Shirley Reese is the general manager of the Bisman Community Food Co-op, and says that starting last fall, grocery prices were going up weekly.
“So that turns around and hits the customer really, really hard,” Shirley Reese, general manager, Bisman Community Food Co-op said, “and it’s been seen across the entire industry. It isn’t just a smaller grocery stores that are having to raise their prices, even places like the big box stores.”
So how do we all maintain a well-balanced, healthy diet without burning through a paycheck in one visit to the grocery store?
Iverson says it’s not crucial to always eat fresh because supply chain issues can really impact that freshness.
She says an apple, for example, can sit in a warehouse for eight to twelve months.
“That can decrease the quality of the antioxidants and degrade some of the nutrients coming in when it’s waiting,” Iverson explained. “I’m buying personally a lot of canned and frozen. And it doesn’t make a huge difference. It’s whatever fits your budget and whatever fits your lifestyle and your time.”
And when you do prefer to eat fresh, buying local is a great option.
“That produce is going to last a lot longer, because it was picked in the field and brought to that local source usually within twenty-four hours,” Reese said.
Reese also recommends cleaning soft fruits and vegetables with a vinegar-water wash, dry it completely, and repackage it in a glass jar.
“You might find that you’re gonna have that fruit last ten days … fourteen days,” Reese explained. “Usually when you get strawberries home, they’ll last a few days before they get gross. So your soft fruits, your lettuces, clean them really well make sure they’re dry.”
Iverson also recommends taking a step back from fad diets that restrict what foods you eat.
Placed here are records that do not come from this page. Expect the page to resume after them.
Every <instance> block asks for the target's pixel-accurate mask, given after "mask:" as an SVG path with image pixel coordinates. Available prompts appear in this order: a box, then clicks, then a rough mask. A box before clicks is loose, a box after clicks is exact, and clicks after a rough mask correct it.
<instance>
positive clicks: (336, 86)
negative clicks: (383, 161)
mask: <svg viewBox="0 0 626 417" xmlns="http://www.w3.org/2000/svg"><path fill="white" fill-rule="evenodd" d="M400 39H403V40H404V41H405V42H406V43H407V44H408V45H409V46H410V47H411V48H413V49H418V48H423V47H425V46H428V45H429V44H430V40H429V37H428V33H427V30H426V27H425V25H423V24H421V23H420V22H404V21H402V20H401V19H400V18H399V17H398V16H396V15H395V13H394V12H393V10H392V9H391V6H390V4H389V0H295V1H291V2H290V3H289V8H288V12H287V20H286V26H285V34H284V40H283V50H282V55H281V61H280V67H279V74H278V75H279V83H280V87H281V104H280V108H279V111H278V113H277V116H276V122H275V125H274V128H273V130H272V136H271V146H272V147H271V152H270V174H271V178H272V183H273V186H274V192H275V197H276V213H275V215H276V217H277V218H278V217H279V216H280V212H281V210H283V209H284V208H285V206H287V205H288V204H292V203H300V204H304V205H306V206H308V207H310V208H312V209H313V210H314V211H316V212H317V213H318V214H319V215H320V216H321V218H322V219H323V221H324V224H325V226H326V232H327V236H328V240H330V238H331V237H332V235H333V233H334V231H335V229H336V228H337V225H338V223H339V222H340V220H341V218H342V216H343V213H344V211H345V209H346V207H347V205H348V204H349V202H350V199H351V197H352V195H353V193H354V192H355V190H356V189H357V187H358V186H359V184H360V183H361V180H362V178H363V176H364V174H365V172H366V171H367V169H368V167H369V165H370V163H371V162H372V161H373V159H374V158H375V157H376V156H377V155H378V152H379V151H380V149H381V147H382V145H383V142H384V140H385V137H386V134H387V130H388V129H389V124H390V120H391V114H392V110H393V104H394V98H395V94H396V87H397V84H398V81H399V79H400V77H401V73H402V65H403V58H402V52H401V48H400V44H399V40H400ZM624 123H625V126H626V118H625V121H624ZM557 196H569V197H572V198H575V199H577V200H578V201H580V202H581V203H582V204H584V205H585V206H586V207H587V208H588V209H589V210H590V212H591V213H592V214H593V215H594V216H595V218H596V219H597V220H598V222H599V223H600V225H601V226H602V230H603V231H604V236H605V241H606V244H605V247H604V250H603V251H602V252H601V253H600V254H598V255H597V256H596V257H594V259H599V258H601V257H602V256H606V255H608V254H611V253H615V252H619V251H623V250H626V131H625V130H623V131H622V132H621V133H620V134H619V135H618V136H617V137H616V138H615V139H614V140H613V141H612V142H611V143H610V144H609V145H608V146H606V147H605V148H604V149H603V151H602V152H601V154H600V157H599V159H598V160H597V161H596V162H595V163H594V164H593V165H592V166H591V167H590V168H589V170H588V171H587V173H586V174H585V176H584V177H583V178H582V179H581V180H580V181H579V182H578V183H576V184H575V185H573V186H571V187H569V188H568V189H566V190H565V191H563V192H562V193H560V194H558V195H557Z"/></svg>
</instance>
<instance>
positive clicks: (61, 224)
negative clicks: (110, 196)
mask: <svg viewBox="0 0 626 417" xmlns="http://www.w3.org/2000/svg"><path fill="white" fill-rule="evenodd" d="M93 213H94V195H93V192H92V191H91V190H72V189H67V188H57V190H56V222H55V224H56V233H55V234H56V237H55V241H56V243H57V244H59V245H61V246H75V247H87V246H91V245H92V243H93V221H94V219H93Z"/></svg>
“Specifically, grains have been hit pretty hard in like the last ten years of dieting with the keto diet and things,” Iverson explained. “Grains are cheap, and they are high nutrient density.”
Iverson recommends food like whole wheat bread, rice, beans, which can pack a punch with fiber and protein, and potatoes, which can stretch a meal and provide nutrients, and, they’re cheap!
“I think some of those foods that maybe diet culture has scared us away from or the things that we’re going to end up turning back to,” Iverson stated, “because it’s okay for carbohydrates to be sixty-five percent of your diet. That’s standard healthy eating.”
Another helpful tip … add a can of beans to your ground beef for tacos!